¿Cómo se formaron Júpiter y Saturno?

Científicos del Instituto de Investigación del Sudoeste (SwRI) y la Universidad de Queen (Canadá) han desentrañado el misterio de la formación de Júpiter y Saturno. Este descubrimiento, cambia la visión de cómo podrían haberse formado todos los planetas.

Según explican los autores de este trabajo, publicado en «Nature», lo más probable es que los planetas más grandes del Sistema Solar se formaran antes que los demás. Júpiter y Saturno, compuestos en su mayoría de hidrógeno y helio, acumularon presumiblemente sus gases antes de que se dispersara la nebulosa solar.

Observaciones realizadas a sistemas estelares jóvenes muestran que los discos de gas de los que se forman los planetas suelen tener una vida útil de entre 1 y 10 millones de años, lo que significa que los gigantes gaseosos del Sistema Solar probablemente se formaron dentro de este espacio de tiempo.

En contraste, la Tierra necesitó al menos 30 millones de años para formarse e, incluso, podría haber tardado hasta 100 millones de años. Entonces, ¿cómo pudieron Júpiter y Saturno formarse tan rápidamente? La teoría más aceptada es el llamado modelo de acreción del núcleo.

Modelo de acreción del núcleo
Según este modelo, un núcleo de tamaño planetario se forma de hielo y roca primero, y luego una entrada de gas y polvo interestelar se une al planeta para hacerlo cada vez mayor. Sin embargo, este modelo tiene un talón de Aquiles: el primer paso en el proceso. Para acumular una atmósfera masiva se requiere un núcleo sólido de aproximadamente 10 veces la masa de la Tierra, pero estos objetos de gran tamaño, similares a Urano y Neptuno, tendrían que haberse formado en sólo unos pocos millones de años.

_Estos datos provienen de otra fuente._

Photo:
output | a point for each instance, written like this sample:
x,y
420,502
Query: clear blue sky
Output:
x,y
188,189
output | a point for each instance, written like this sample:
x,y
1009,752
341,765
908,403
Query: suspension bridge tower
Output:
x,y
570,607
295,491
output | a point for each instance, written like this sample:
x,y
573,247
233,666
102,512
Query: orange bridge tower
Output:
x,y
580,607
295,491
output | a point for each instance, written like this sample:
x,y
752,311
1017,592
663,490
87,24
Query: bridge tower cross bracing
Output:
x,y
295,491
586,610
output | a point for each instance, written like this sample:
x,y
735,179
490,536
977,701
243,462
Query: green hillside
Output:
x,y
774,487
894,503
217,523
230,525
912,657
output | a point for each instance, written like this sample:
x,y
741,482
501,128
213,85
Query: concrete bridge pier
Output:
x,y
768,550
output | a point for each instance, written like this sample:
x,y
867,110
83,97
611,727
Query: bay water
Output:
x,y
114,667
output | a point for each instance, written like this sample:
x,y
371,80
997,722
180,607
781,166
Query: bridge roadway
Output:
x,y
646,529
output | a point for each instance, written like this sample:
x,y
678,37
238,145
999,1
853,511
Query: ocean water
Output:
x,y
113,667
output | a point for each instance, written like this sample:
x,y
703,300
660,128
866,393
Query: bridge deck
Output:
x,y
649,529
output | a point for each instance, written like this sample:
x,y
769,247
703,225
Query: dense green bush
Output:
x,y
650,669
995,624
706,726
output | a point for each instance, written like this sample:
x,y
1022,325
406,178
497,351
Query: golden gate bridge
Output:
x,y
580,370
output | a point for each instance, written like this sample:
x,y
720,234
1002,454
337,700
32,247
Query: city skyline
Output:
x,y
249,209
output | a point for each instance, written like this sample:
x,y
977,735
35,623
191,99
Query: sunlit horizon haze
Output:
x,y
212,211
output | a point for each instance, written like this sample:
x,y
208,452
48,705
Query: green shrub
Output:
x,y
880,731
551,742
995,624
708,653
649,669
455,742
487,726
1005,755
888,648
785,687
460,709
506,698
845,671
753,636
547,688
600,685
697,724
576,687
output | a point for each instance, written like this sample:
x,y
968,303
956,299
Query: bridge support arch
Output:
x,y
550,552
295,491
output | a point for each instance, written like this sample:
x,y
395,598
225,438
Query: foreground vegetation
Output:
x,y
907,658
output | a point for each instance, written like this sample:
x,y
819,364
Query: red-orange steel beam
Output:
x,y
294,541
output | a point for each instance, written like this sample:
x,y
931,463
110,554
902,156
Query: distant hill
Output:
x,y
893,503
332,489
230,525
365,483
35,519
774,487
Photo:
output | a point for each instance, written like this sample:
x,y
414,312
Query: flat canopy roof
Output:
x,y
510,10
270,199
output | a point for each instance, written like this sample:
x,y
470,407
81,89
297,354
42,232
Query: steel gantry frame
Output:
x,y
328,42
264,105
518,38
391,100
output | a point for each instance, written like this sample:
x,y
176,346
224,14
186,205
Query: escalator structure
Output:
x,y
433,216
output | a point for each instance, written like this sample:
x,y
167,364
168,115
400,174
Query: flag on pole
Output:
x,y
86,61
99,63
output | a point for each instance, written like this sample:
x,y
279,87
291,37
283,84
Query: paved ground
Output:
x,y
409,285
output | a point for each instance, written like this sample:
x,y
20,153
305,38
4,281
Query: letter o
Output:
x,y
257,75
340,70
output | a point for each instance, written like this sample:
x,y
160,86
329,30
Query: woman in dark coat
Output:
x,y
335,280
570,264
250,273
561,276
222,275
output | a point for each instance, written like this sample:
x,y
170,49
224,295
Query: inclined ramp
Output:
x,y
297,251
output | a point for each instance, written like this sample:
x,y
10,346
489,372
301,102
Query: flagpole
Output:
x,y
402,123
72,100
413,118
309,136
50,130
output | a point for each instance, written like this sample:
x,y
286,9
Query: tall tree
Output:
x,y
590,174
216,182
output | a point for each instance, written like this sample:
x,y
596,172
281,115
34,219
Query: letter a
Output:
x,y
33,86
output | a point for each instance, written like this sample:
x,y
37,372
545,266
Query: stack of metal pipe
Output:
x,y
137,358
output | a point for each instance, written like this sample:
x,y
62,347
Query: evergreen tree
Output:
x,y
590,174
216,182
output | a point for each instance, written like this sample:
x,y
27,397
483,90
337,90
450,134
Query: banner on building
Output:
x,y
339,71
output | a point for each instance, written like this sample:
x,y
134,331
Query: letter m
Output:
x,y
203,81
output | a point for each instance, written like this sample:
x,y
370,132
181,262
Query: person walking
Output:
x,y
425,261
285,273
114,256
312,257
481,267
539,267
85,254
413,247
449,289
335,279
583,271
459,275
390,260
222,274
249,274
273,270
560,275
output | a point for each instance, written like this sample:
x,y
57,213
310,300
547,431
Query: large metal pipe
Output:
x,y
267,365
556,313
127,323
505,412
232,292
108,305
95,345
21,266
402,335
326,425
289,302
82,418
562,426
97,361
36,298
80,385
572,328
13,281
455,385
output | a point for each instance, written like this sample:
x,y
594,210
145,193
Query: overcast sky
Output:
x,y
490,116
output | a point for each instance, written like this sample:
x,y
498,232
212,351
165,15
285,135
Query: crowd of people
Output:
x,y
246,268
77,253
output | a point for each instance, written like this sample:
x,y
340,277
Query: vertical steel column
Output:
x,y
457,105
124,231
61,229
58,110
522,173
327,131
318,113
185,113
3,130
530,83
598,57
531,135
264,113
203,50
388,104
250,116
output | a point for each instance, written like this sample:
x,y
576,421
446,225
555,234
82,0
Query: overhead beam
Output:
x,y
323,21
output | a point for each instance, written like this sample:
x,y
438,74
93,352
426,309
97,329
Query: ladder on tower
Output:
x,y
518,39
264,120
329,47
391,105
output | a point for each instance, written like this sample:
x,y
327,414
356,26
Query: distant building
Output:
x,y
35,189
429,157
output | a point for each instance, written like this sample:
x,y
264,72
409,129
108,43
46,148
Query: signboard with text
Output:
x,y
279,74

En el modelo estándar de la formación planetaria, los núcleos rocosos crecen como objetos de tamaño similar, se acumulan y se asimilan a través de un proceso llamado de acreción. Las rocas incorporan otras rocas, creando montañas; a continuación, las montañas se fusionan con otras montañas y así sucesivamente. Sin embargo, este modelo no es capaz de producir núcleos planetarios lo suficientemente grandes, en un corto período de tiempo suficiente, para explicar los casos de Saturno y Júpiter.

Crecimiento por acumulación de guijarros
Hal Levison, autor principal del artículo, ha explicado que « el problema es la escala de tiempo, ya que no estaba claro cómo podrían existir objetos como Júpiter y Saturno». Los nuevos cálculos del equipo demuestran que los núcleos de Júpiter y Saturno podrían haberse formado en 10 millones de años si crecieron acumulando gradualmente una población de guijarros planetarios, unos objetos helados de pocos centímetros de diámetro.

Así, investigaciones recientes han demostrado que el gas puede desempeñar un papel vital en el aumento de la eficiencia de acreción. De esta manera, los guijarros entran en una órbita espiral en el protoplaneta y son asimilados por el núcleo, ayudados por un viento de frente gaseoso.

En este artículo, los investigadores muestran que la acumulación de cantos rodados puede producir la estructura observada en el Sistema Solar, siempre y cuando, los guijarros se formen lo suficientemente despacio para que los planetas en crecimiento tengan tiempo de interactuar gravitacionalmente entre sí.